Тогда-то и сфотографировал ее какой-то актер, давний знакомый матери, и поздней осенью прислал снимок, и они, разрезав конверт, обрадовались, увидев фотографию: все-таки осталась память об этом чудном лете.

Лена улыбалась; ее большие глаза были сужены, а вся правая щека — в солнечных бликах. По теперь, когда Иван Антонович поглядел на портрет, то в улыбке этой и в прищуренных глазах Лены ему почудился вдруг укор: «Скучный ты, Ваня!»

Иван Антонович поморгал; губы у него зашевелились, словно он хотел в чем-то оправдаться перед покойной, но вместо этого он развел беспомощно руками и сказал вслух:

— Прости, Лена…

И старческими, потяжелевшими шагами прошел в угол, к окну, опустился в кресло. В этом кресле она любила сиживать вечерами. Хотя «сиживать» не то слово: так можно сказать о бездельнице, а она, если садилась в кресло, то обязательно с каким-нибудь рукодельем: или мотала шерстяные нитки для вязанья, или штопала Минькины носки.

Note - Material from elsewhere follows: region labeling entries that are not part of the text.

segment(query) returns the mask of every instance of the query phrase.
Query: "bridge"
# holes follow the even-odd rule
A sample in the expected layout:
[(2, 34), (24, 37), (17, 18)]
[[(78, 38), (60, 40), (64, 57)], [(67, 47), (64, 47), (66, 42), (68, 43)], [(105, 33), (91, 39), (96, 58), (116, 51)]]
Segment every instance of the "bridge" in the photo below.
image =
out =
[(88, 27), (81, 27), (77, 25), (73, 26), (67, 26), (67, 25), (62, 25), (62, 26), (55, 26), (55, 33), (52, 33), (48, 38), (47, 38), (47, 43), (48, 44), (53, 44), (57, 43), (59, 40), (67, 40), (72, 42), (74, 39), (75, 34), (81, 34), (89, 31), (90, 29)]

Иван Антонович сел в кресло и взял газету с журнального столика. Последние дни он сбился с ног от беготни по загсам и всяким другим конторам, которые не очень-то оберегают живых, но уж о мертвых пекутся строго. Целую неделю, а то и больше Иван Антонович не брал в руки газет и вообще не знал, что происходит в мире. И теперь он взял газету, но не для того, чтобы читать: ему не хватило бы для этого сил, а просто чтобы прикоснуться к реальному миру, ощутить, что он существует. Но только Иван Антонович взял со столика газету, как открылась стопка фотографий. Он сам принес их сюда из ящика письменного стола. Это были снимки Лены самых разных лет; он достал их по просьбе свояка Вячеслава — у него был знакомый скульптор в Воронеже, и ему хотелось выбрать портрет Лены для памятника-надгробия. Видимо, и гости, бывшие на поминках, смотрели их.

Иван Антонович отложил газету и снова — уже в который раз — принялся рассматривать снимки. Многие из них пожелтели от времени, и глянец на иных потрескался, но все же они были тем единственным, что сохранило для всех знакомые черты.